I Can Lick Any Sonofabitch In the House, Put Here to Bleed (In Music We Trust)
Immediately, the combination of southern rock and anti-establishment politics seems contradictory. The hillbilly rhythms and big all-balls-no-brains guitars smack of good-ole-boy to me–a skinny dude who went to a high school filled with no-neck jocks who worked on acquiring dumber, more country accents. If you’re going to sound like a good-ole-boy then your raging against good-ole-boys isn’t going to go over well.
Mike D’s voice is hoarse in a way that would make Steve Earle envious, but I get the impression that the accent is largely put-on. Call it Southerner’s Intuition, but I know that his pronunciation of “nightmare” to sound like “nait-mayer” is all performance. I doubt the accent is completely inauthentic but no matter how coarse the voice is, that over-accented, stretched-out pronunciation makes my skin crawl–like when Shania Twain says “gol-darned.” And no matter what, it sounds ignorant.
I’m more than willing to grant people leeway for fun ignorance (it’s only rock ‘n’ roll, after all), but there’s no fun to be had in D’s lyrics. He’s “in the mud,” got “nothing left to believe” and plans to “spend the apocalypse drunk and passed out on the floor.” To him, “life ain’t nothin’, man.” With such anti-life lyrics, his rants on Charlton Heston, Ted Nugent, George Dubya and Dick Cheney come across just as confused as his bleak outlook on his own life.

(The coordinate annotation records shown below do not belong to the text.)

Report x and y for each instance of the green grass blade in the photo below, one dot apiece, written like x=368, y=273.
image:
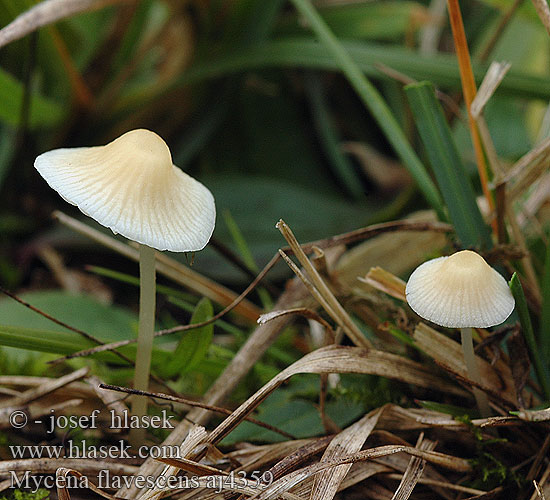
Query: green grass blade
x=43, y=111
x=306, y=52
x=63, y=343
x=193, y=345
x=541, y=370
x=373, y=101
x=449, y=170
x=340, y=163
x=545, y=309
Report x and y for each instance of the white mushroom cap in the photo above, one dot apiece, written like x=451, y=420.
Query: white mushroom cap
x=460, y=291
x=131, y=186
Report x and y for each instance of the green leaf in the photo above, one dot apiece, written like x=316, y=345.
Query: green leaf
x=545, y=309
x=63, y=343
x=193, y=345
x=330, y=141
x=384, y=21
x=306, y=52
x=541, y=369
x=449, y=170
x=106, y=322
x=311, y=214
x=43, y=111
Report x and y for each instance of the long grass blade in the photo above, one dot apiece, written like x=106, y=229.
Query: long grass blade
x=449, y=170
x=543, y=374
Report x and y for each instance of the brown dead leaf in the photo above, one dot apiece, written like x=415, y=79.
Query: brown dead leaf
x=347, y=442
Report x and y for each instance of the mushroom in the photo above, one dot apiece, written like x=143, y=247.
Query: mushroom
x=461, y=291
x=131, y=186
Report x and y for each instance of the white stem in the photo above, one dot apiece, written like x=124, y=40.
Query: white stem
x=146, y=331
x=473, y=371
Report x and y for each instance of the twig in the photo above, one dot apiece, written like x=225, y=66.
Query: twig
x=190, y=402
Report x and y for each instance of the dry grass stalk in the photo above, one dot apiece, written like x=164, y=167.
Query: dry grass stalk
x=196, y=435
x=34, y=412
x=469, y=92
x=167, y=267
x=443, y=484
x=493, y=78
x=539, y=486
x=338, y=359
x=521, y=170
x=414, y=471
x=300, y=311
x=48, y=12
x=447, y=353
x=248, y=355
x=48, y=387
x=289, y=481
x=323, y=293
x=349, y=441
x=50, y=465
x=63, y=492
x=188, y=402
x=385, y=282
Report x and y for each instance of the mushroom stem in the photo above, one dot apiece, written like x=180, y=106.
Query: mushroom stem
x=473, y=371
x=146, y=330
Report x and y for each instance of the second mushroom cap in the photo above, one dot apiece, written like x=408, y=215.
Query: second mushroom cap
x=460, y=291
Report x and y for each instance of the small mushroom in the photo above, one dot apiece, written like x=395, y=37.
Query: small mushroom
x=461, y=291
x=131, y=186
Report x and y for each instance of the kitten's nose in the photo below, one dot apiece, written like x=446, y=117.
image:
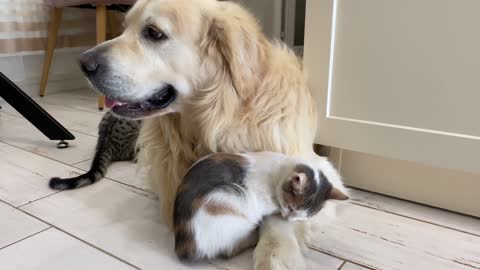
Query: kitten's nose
x=89, y=62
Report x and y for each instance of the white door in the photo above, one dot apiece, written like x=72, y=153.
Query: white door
x=398, y=78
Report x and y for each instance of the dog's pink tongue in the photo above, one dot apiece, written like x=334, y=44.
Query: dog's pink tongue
x=109, y=103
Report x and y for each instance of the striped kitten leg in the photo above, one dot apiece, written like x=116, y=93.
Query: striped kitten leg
x=97, y=171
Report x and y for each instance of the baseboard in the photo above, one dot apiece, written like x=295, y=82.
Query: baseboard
x=448, y=189
x=25, y=69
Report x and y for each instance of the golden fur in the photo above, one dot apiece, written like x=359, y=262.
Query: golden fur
x=236, y=91
x=256, y=100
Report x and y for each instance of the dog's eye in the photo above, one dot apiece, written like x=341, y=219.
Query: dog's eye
x=152, y=33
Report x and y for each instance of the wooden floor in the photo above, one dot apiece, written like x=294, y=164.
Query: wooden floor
x=115, y=224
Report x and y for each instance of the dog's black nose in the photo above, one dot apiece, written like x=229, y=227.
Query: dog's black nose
x=89, y=62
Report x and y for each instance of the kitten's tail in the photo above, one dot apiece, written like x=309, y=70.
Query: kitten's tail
x=97, y=170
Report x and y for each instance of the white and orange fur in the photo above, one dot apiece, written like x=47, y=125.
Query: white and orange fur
x=237, y=92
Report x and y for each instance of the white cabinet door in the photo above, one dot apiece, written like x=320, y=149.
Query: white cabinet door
x=398, y=78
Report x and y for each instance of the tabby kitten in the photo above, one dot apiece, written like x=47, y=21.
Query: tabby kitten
x=223, y=198
x=117, y=138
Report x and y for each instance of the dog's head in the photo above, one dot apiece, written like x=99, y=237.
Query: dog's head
x=169, y=50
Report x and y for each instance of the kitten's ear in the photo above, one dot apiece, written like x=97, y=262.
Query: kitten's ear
x=337, y=194
x=298, y=181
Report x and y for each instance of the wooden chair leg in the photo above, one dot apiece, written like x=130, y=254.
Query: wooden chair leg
x=101, y=37
x=53, y=26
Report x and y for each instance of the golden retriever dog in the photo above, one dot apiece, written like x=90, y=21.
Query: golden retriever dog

“The Ballad of Courtney Taylor”–a entire song dedicated to mocking the singer of the Dandy Warhols–is gratuitously mean to the point of being hateful. This isn’t the Dead Milkmen or Nerf Herder or a similar bunch of nerds poking fun at a wannabe rockstar; this is a big, rough dude who gets wasted getting mad at some little dude that nobody really cares about anyway.
The turmoil reaches its apex in the album’s closer “Sixsixfive”–where D lashes out (again) at himself but also at his background. D says he “let the devil up in my chest” and “let god up in me,” yet he’s still confused. No surprise; it’s an album full of lyrics about relying on some outside power whether higher or lower. Never does Mike D rely on reason or objective reality. He never worked really hard and ended up drunk and passed out on the floor.
Turmoil can occasionally make for compelling art, but as I mentioned at the outset, I Can Lick Any SOB sounds like a gang of redneck thugs–the kind of guys I’d be wary of running into. It doesn’t help that I already know the singer’s an unreasonable man.